U bent niet door Mij aangesteld. En u zult nooit uw medemensen met de waarheid vertrouwd kunnen maken, omdat u haar zelf niet bezit. En u doet ook niets om haar in uw bezit te krijgen. Sla daarom acht op wat Ik u zeg: Alleen waar het werken van mijn geest in een mens zichtbaar is, alleen daar is de ware kerk die Ik zelf op aarde heb gesticht. En deze is niet aan de buitenkant te herkennen. Maar ze omvat leden uit alle verschillende kerkelijke gemeenschappen, uit verschillende geestelijke richtingen. Want zij hebben een levend geloof dat zij door een leven in liefde hebben verkregen. Dezen weten ook dat mijn kerk zich niet naar buiten toe presenteert, maar daarentegen de innigste band met mijzelf garandeert, die Ik dan ook de waarheid geef, namelijk een helder inzicht op geestelijk gebied. En dat ontbreekt al degenen die niet tot deze kerk behoren, die zich niet kunnen losmaken van een geestelijke leer die nooit van Mij afkomstig kan zijn, maar menselijke toevoeging is van mijn tegenstander zelf uitgaande, die altijd tegen de waarheid zal ingaan, maar nooit erkend zal worden door hen die zich in liefde en geloof aan Mij toevertrouwen.

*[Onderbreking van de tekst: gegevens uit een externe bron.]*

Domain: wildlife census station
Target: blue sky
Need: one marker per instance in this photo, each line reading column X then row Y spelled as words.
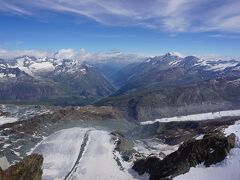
column 136, row 26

En zo zult u ook begrijpen dat de eenwording van christelijke geloofsgemeenschappen nooit tot stand zal komen, omdat ieder bij haar eigen leringen wil blijven die ze tot nu toe voorstond. De strijd van al deze confessies gaat altijd alleen over verkeerde geestelijke opvattingen, en ieder is er angstvallig mee bezig deze verkeerde meningen te verdedigen omdat ze die niet op wil geven. Doch alleen de waarheid kan tot zaligheid leiden en alleen wie deze waarheid ernstig begeert die zal haar ook ontvangen, zodra hij de weg inslaat rechtstreeks naar Mij en Mij er ernstig om vraagt.